Promuovere la Sicilia del vino: digital marketing e casi di successo

Promuovere la Sicilia del vino: digital marketing e casi di successo

Le più innovative tecniche di marketing e comunicazione al servizio dell’enogastronomia: quali sono le aziende vinicole siciliane che meglio hanno saputo interpretare il repentino cambiamento, evolvendo le loro strategie di promozione per stare al passo coi tempi, amalgamando l’universo reale con quello digitale?


La Sicilia, oltre a essere una terra meravigliosa (inutile a dirsi), è anche una regione in cui si mangia e si beve da dio, al punto da essere stata eletta dal rapporto sul turismo enogastronomico italiano, risultato dello studio condotto dall’Università degli studi di Bergamo e dalla World Food Travel Association, la seconda meta enogastronomica preferita dai turisti, battuta solo dalla Toscana.
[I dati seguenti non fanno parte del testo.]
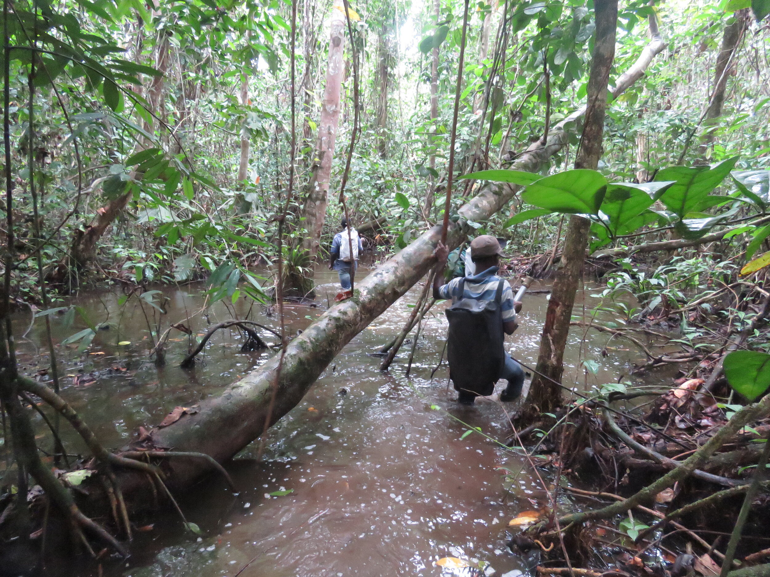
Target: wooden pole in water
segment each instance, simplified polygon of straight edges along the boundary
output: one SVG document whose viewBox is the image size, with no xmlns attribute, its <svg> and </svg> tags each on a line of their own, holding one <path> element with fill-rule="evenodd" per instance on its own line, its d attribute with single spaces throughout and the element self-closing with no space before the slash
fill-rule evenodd
<svg viewBox="0 0 770 577">
<path fill-rule="evenodd" d="M 447 244 L 449 228 L 449 209 L 452 202 L 452 180 L 454 176 L 454 142 L 457 138 L 457 111 L 460 109 L 460 93 L 463 85 L 463 68 L 465 68 L 465 36 L 468 28 L 468 0 L 465 0 L 463 12 L 463 35 L 460 41 L 460 62 L 457 63 L 457 84 L 454 88 L 454 114 L 452 116 L 452 135 L 449 141 L 449 167 L 447 175 L 447 199 L 444 204 L 444 225 L 441 227 L 441 243 Z"/>
</svg>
Secondo le ricerche svolte nell’ambito di tale studio, il turista interessato a compiere un viaggio enogastronomico in Sicilia è attratto dal cibo locale, dai mercati e dal food truck (i camioncini che vendono cibo di strada, per intenderci), per immergersi quanto più nella cultura culinaria del territorio. Ma, prima che ciò avvenga, il turista interessato a tale esperienza muove i primi passi sul web.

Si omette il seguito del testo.